Calbuco erupted Wednesday and Thursday, shooting a plume of smoke and ash about 11 miles into the sky. The ash was blown across South America, Argentina seeing the brunt of the impact on flights since wind carried the ash northeast. Delta Airlines, Air France, American Airlines, Air Canada and Qantas Airways all suspended flights Saturday to and from airports in Santiago, Chile; Buenos Aires, Argentina, and Montevideo, Uruguay, Reuters reported. Buenos Aires, for context, is about 1,000 miles away from Calbuco. Chile's and Argentina's main airlines were both operating flights to and from those airports, however.
"The situation is much better than yesterday," a spokesman for Argentina's National Civil Aeronautic Administration told Reuters.
"The airports [of Buenos Aires] are operating normally. The first ash cloud has already passed by and the second is on the move. American Airlines is not operating on their own accord, nor are Delta Airlines or United. They are evaluating the situation on a day-to-day basis."
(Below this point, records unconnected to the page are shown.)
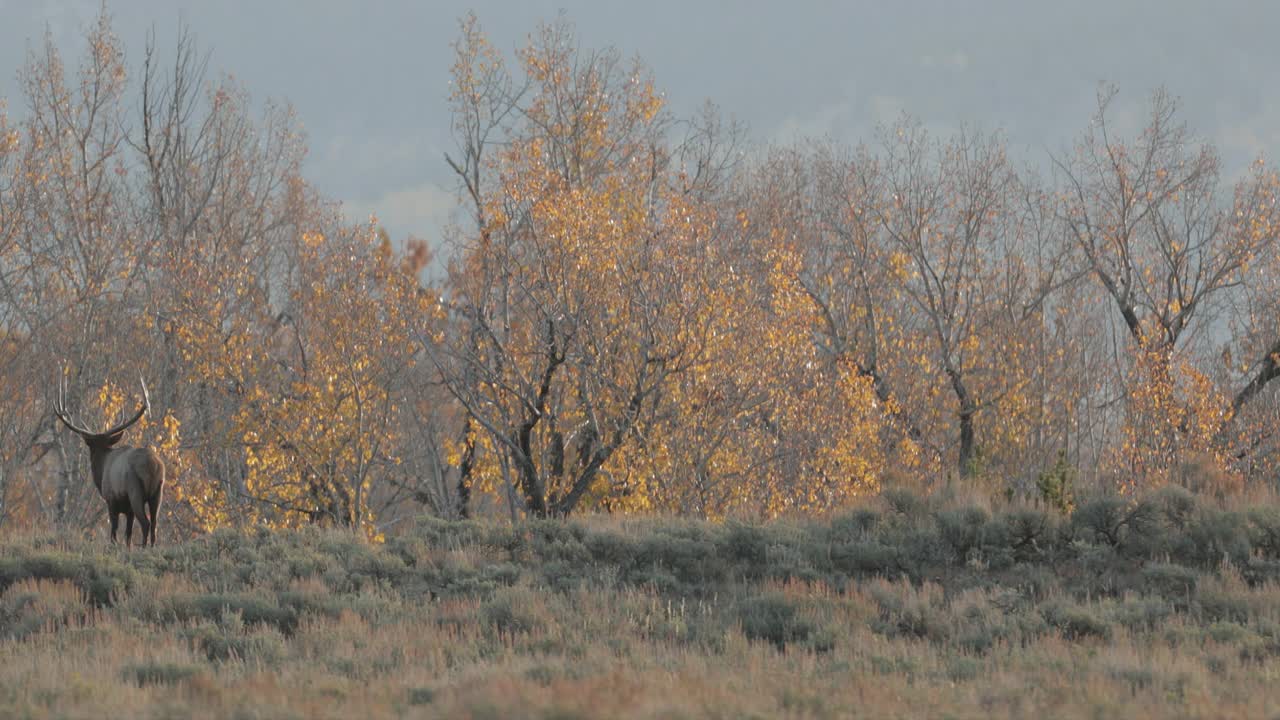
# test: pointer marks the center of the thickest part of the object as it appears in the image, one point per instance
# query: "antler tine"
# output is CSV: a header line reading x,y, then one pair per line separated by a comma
x,y
60,406
142,410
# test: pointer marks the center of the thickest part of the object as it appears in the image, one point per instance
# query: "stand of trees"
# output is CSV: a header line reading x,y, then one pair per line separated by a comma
x,y
639,311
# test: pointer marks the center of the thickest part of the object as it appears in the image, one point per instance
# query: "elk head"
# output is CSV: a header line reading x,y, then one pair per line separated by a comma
x,y
131,479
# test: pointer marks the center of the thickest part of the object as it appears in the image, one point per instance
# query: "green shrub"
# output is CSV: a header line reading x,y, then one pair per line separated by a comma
x,y
1075,621
158,673
905,502
1170,582
775,619
961,531
504,615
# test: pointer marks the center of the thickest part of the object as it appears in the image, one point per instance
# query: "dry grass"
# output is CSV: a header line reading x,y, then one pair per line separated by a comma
x,y
475,621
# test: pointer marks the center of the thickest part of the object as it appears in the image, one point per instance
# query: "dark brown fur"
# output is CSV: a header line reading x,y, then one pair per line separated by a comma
x,y
131,479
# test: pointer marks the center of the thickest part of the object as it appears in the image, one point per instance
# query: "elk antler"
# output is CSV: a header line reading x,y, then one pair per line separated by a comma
x,y
60,411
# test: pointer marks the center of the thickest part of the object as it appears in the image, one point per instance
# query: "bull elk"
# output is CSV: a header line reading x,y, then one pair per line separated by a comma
x,y
129,479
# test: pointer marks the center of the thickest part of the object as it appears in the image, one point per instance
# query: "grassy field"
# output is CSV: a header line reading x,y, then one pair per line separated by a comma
x,y
1161,607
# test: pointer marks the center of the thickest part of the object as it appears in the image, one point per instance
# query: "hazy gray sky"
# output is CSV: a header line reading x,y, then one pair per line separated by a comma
x,y
369,80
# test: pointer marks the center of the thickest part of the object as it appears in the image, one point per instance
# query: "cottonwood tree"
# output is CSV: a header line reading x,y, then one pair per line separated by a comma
x,y
570,290
1157,237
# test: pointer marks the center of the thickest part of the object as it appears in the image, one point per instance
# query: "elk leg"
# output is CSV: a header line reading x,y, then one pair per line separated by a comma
x,y
155,515
140,510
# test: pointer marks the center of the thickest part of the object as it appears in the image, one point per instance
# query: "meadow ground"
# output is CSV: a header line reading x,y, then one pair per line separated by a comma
x,y
1165,606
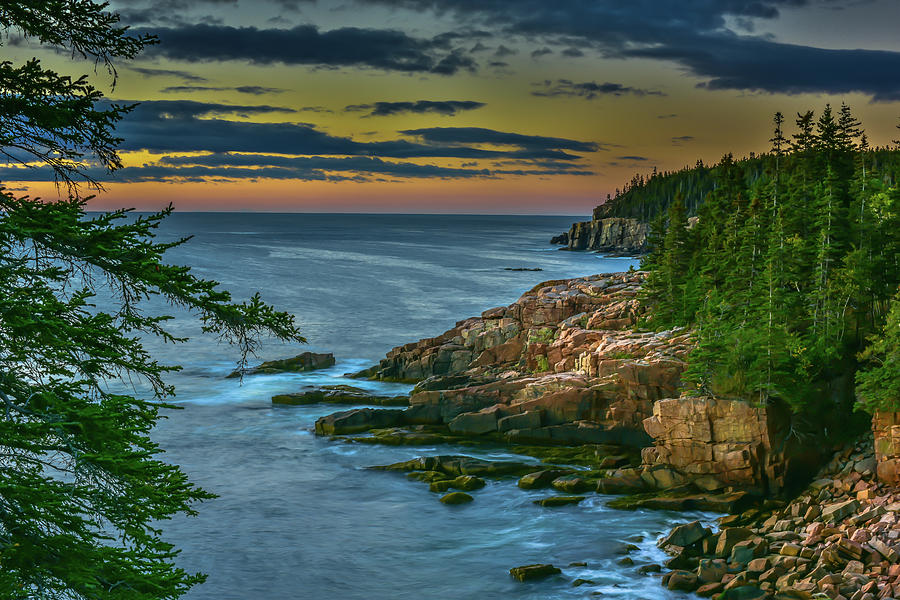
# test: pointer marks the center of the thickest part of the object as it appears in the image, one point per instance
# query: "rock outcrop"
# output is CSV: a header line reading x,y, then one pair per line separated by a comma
x,y
837,539
560,365
886,430
717,443
612,234
565,364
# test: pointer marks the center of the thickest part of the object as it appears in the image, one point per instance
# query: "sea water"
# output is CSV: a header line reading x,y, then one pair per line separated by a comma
x,y
301,517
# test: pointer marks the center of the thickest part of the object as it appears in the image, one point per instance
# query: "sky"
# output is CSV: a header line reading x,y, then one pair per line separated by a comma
x,y
465,106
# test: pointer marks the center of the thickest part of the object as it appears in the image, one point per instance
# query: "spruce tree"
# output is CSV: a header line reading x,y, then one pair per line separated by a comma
x,y
82,486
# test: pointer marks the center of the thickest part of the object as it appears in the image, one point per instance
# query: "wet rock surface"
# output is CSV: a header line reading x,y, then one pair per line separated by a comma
x,y
611,234
337,394
308,361
839,539
529,572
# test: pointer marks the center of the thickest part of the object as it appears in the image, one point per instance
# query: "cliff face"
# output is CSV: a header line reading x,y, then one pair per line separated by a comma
x,y
564,364
618,235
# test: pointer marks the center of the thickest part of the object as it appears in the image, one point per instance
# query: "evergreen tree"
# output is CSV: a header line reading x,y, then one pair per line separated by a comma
x,y
81,483
878,385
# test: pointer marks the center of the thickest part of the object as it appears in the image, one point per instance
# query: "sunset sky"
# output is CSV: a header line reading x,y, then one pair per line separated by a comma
x,y
466,106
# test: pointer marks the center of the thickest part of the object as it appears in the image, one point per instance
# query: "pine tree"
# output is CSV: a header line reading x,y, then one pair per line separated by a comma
x,y
82,486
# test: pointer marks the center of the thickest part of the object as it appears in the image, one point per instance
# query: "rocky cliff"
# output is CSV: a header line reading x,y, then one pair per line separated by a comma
x,y
613,235
565,364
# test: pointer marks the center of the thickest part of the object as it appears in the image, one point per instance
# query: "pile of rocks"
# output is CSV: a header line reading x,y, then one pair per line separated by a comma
x,y
560,365
840,538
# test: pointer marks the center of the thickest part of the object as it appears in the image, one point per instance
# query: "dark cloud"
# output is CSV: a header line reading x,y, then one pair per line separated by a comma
x,y
682,139
443,107
305,45
255,90
694,34
742,63
183,75
453,62
480,135
185,126
588,89
223,166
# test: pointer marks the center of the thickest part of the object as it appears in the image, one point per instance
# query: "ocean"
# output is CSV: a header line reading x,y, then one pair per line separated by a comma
x,y
300,517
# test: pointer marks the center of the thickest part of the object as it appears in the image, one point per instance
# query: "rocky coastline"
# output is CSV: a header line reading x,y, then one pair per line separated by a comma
x,y
610,235
566,375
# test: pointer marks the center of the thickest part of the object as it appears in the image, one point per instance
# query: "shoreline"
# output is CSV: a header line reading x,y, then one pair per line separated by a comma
x,y
563,376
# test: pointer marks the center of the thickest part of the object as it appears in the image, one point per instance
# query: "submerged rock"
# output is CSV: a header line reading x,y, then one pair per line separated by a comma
x,y
541,479
460,465
338,394
308,361
357,420
538,571
553,501
456,498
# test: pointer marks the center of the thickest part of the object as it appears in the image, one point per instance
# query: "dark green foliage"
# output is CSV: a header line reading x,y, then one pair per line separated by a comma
x,y
80,481
82,487
789,270
878,383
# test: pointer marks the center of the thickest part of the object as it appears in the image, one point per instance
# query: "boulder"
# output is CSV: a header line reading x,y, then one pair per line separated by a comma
x,y
359,419
338,394
572,484
839,510
680,581
467,483
530,572
456,498
553,501
541,479
729,537
685,535
475,423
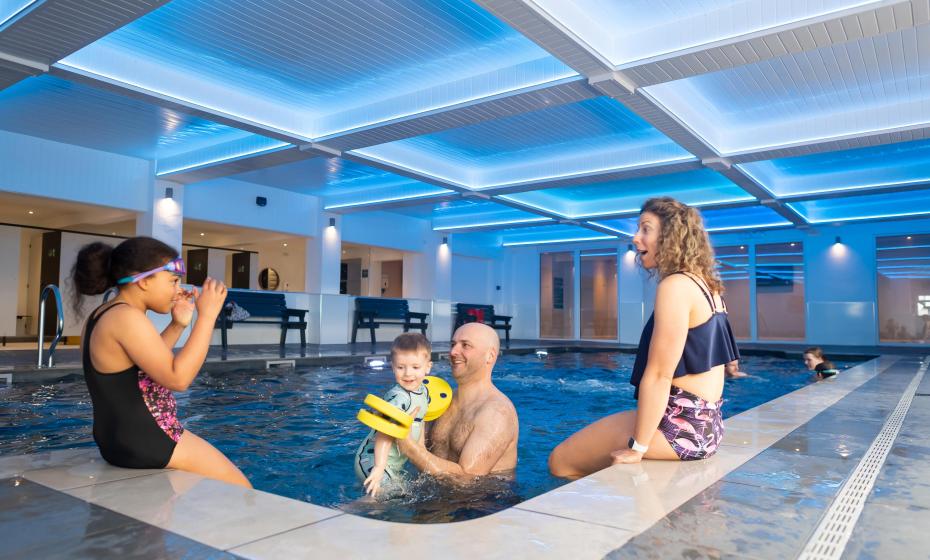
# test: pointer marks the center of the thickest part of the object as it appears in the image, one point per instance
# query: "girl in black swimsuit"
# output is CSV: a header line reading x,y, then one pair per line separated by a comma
x,y
129,367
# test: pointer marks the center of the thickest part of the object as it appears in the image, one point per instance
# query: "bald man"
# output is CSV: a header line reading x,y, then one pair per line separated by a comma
x,y
478,434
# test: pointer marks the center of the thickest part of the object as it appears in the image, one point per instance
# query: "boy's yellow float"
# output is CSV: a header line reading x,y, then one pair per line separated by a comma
x,y
393,421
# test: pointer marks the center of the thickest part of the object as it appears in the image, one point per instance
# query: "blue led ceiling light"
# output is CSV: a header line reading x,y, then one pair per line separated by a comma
x,y
544,235
62,111
222,153
656,29
410,59
900,164
580,139
786,101
864,207
12,10
697,188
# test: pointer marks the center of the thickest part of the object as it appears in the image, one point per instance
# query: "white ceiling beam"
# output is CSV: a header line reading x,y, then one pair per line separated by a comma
x,y
51,30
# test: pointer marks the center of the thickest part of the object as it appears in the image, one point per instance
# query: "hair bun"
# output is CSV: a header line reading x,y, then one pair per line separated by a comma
x,y
91,273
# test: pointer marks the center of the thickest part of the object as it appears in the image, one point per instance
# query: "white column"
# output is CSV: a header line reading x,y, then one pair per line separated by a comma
x,y
324,254
632,296
165,218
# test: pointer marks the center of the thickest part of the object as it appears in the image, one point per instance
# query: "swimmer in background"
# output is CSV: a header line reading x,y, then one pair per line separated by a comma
x,y
378,460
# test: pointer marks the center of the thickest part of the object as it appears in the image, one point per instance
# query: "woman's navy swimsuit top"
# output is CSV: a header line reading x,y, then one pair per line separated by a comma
x,y
708,345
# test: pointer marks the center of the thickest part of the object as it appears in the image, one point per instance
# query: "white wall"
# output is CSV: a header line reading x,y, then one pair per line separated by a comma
x,y
472,280
227,201
38,167
10,243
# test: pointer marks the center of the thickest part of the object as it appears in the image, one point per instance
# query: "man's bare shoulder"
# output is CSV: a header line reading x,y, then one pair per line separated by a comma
x,y
496,408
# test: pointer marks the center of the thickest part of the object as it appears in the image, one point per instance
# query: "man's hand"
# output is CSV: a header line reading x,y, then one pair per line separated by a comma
x,y
626,456
373,482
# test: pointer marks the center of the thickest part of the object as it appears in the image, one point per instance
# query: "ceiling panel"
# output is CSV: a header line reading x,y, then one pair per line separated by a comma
x,y
319,67
879,83
63,111
698,188
593,136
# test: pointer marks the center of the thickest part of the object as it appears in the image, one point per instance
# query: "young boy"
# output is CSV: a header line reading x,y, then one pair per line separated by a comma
x,y
378,460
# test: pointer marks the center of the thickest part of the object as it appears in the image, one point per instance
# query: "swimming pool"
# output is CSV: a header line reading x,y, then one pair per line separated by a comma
x,y
294,432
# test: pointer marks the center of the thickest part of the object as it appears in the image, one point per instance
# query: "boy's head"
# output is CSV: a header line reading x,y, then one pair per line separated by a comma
x,y
410,360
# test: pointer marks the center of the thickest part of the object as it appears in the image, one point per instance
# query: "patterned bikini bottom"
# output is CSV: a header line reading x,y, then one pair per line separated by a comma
x,y
692,425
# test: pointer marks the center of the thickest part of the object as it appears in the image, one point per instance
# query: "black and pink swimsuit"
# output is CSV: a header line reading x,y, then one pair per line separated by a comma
x,y
692,425
135,418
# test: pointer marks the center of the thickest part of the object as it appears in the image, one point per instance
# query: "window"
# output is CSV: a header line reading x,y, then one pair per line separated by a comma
x,y
903,267
733,267
599,295
780,305
556,295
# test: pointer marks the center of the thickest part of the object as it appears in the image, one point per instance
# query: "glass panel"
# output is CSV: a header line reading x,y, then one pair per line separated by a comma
x,y
733,266
780,306
599,296
903,265
556,295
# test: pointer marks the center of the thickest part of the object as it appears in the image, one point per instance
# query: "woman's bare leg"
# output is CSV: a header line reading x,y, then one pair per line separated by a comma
x,y
589,449
196,455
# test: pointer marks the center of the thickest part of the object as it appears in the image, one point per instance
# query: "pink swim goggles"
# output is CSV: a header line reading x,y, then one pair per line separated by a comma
x,y
176,267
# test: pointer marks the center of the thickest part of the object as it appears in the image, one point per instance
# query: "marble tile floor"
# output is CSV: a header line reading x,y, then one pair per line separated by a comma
x,y
760,497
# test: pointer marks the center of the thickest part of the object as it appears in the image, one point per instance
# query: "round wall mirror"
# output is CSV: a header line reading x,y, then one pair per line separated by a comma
x,y
268,279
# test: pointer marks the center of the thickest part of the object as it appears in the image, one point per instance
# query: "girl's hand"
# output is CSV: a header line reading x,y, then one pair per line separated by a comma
x,y
183,311
211,299
373,482
626,456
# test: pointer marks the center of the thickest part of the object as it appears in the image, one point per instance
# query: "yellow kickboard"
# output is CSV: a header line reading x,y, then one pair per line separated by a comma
x,y
382,425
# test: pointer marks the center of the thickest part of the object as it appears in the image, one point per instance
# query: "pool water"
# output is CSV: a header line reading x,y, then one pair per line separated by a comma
x,y
294,432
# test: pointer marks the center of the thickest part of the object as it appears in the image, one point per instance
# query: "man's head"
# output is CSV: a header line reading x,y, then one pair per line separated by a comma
x,y
410,360
474,351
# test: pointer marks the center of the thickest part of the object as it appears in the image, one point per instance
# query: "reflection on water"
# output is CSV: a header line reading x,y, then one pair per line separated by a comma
x,y
294,432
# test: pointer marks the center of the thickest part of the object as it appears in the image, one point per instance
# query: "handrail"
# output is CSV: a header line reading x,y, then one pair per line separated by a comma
x,y
51,288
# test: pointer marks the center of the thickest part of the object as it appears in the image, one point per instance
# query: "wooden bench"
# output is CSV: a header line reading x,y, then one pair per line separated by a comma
x,y
265,308
475,312
371,313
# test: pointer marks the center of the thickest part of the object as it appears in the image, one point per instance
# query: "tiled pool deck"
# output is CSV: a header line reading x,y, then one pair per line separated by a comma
x,y
762,496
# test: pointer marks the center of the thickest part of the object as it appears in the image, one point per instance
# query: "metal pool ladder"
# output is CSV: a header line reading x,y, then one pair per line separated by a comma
x,y
50,289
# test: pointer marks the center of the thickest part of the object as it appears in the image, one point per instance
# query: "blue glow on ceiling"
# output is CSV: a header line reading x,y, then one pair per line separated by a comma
x,y
864,207
749,217
592,136
222,153
464,214
715,220
11,10
889,165
369,62
63,111
874,84
656,28
697,188
544,235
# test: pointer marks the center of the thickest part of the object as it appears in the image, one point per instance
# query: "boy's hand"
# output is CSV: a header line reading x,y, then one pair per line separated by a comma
x,y
373,482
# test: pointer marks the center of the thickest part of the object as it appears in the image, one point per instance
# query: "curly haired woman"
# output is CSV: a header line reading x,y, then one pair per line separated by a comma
x,y
679,368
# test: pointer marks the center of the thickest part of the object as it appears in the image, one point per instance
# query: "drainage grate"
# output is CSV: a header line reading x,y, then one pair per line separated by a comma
x,y
274,364
830,538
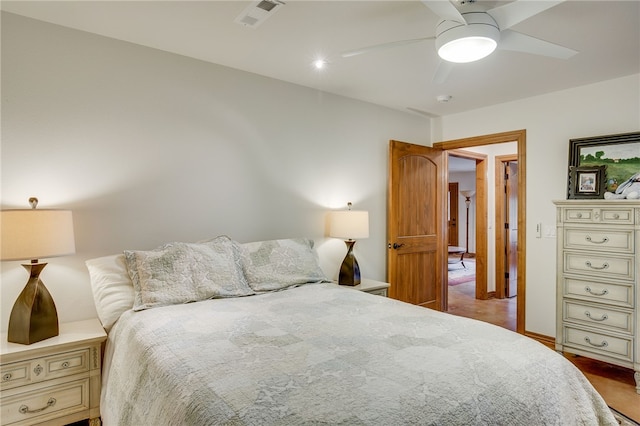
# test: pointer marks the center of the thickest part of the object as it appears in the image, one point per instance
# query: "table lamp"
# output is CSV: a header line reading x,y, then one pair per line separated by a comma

The effects of the eruption have been wide-ranging. Authorities urged about 2,000 more people living nearby to evacuate Friday after about 1,500 were initially evacuated after the eruption. An increase in volcanic activity caused potentially deadly mud flows, or lahars, consisting of a mix of water and rock fragments, which can level anything in their path. The mudflows were detected in a river near the volcano.
The area was first evacuated after the first eruption Wednesday, but people began returning Friday as the clouds of smoke and ash surrounding Calbuco lessened. Despite the lesser eruptions, it could be a while before the Calbuco finishes its first eruption in 45 years.
"This is a complex [volcanic] process that could last for weeks," said Rodrigo Alvarez, head of Chile's mining and geological service, according to Reuters.
Officials said the people newly evacuated from the towns of Chamiza, Lago Chapo and Correntoso would stay at shelters in Puerto Montt.
"I'm worried about the lava because we're right below it all," said Jorge Vargas, a farmer who had to flee with his family, leaving behind his property and animals, according to Fox News Latino. "My children are very scared. They just want to go back home, but we can't because of the [volcanic] gases."
The lahars are an added danger, along with the already devastating clouds of ash and dust. Some houses and schools have collapsed under the sheer weight of the ash.
The volcano's eruptive process could perhaps last months, and a third eruption is possible, Alvarez said. Unless a third eruption comes, however, weather experts expect the clouds of ash to dissipate.